Low on Ammo

November 2002


Greenspan's Risky Cut

The delight of Wall Street the day after the election stemmed largely from the announcement that the Federal Reserve's Open Market Committee decided to reduce the Fed Funds interest rate to 1.25% -- a 40 year low. Praise for the Fed and its Chairman Alan Greenspan was loud, and virtually unanimous. Not a single voice was heard against the cut, but there should have been several.

In basic economics class, students learn that the economy is like Goldilock's porridge, it can be too hot, too cold or just right. By raising or lowering interest rates, central banks can help get it just right. What everyone seems to have forgotten is that government deficits and surpluses also work on economies to the same ends.

Under Bush the Younger, the US has gone from a $200 billion or so surplus to a similarly sized deficit -- an expansionary policy if ever there was one. Now, a rate cut of half a percent to 1.25% on top of that is excessive.
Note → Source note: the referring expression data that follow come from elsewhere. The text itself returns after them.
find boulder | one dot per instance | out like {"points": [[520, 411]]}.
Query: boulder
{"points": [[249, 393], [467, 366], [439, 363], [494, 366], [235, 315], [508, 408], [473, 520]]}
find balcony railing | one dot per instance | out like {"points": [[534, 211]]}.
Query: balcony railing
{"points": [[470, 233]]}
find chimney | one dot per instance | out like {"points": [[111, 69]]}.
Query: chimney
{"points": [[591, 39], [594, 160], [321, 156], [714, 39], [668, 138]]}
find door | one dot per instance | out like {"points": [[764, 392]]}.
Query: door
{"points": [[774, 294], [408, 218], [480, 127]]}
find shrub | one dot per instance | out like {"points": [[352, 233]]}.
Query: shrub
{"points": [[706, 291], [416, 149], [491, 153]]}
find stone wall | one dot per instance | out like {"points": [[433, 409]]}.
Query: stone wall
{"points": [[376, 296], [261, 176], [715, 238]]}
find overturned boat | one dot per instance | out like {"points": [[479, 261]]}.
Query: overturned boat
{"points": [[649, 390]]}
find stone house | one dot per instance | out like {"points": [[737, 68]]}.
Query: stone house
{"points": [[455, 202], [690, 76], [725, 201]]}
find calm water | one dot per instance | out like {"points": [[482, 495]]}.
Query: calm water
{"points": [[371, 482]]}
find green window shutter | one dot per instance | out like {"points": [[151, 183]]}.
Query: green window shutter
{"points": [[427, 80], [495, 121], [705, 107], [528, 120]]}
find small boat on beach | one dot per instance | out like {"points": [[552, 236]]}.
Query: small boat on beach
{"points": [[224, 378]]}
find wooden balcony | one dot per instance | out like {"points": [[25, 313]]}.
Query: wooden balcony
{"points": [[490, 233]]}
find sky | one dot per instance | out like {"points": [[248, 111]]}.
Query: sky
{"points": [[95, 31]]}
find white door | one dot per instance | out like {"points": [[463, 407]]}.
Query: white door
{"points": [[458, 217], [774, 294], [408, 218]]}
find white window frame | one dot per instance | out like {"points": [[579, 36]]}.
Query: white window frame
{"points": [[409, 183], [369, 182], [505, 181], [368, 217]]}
Worse, though, it is dangerous. Cheap money, whether brought on by fiscal or monetary policy, is supposed to push the economy forward -- but only if it sparks business to expand and consumers to consume. Right now, it looks like they won't. And that is why this rate cut was poorly timed.

We may need another jolt in the spring if the doldrums continue. But a rate cut then will put us perilously close to 0%. At that point, the Fed can only watch, as the Bank of Japan has watched for a decade, without any ammunition left.